In Enderton's Mathematical Logic, in presenting the completeness proof for first-order logic he constructs a maximally consistent set of sentences $\Delta$ and then a structure from this. He writes:
We now make from $\Delta$ a structure $\mathfrak{A}$ for the new language, but with the equality symbol (if any) replaced by a new two-place predicate symbol $E$. $\mathfrak{A}$ will not itself be the structure in which $\Gamma$ will be satisfied but will be a preliminary structure.
He then writes the following after constructing the structure:
If our original language did not include the equality symbol, then we are done. For we need only restrict $\mathfrak{A}$ to the original language to obtain a structure that satisfies every member of $\Gamma$ with the identity function.
But now assume that the equality symbol is in the language. Then $\mathfrak{A}$ will no longer serve.

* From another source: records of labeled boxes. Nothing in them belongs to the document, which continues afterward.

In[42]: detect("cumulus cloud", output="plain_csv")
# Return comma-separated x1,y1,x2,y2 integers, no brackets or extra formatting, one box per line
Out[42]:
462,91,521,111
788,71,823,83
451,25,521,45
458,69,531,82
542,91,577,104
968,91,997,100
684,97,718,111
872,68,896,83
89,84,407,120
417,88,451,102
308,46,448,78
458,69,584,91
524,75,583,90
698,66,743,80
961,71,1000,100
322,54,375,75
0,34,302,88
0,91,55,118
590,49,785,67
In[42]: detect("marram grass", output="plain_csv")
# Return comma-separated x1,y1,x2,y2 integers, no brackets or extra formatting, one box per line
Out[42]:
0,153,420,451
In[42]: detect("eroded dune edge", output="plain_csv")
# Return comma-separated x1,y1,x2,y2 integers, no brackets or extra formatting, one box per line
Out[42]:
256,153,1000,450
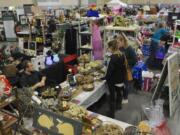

For example, if $\Gamma$ contains the sentence $c=d$ (where $c$ and $d$ are distinct constant symbols), then we need a structure $\mathfrak{B}$ in which $c^{\mathfrak{B}} = d^{\mathfrak{B}}$. We obtain $\mathfrak{B}/E$ as the quotient structure $\mathfrak{A}/E$ of $\mathfrak{A}$ modulo $E$.
Firstly, what is meant by ''a structure that satisfies every member of $\Gamma$ with the identity function?''. I don't really understand what he means by this first quotation.
Secondly, why is a quotient structure chosen, as opposed to some other structure which is not a quotient structure?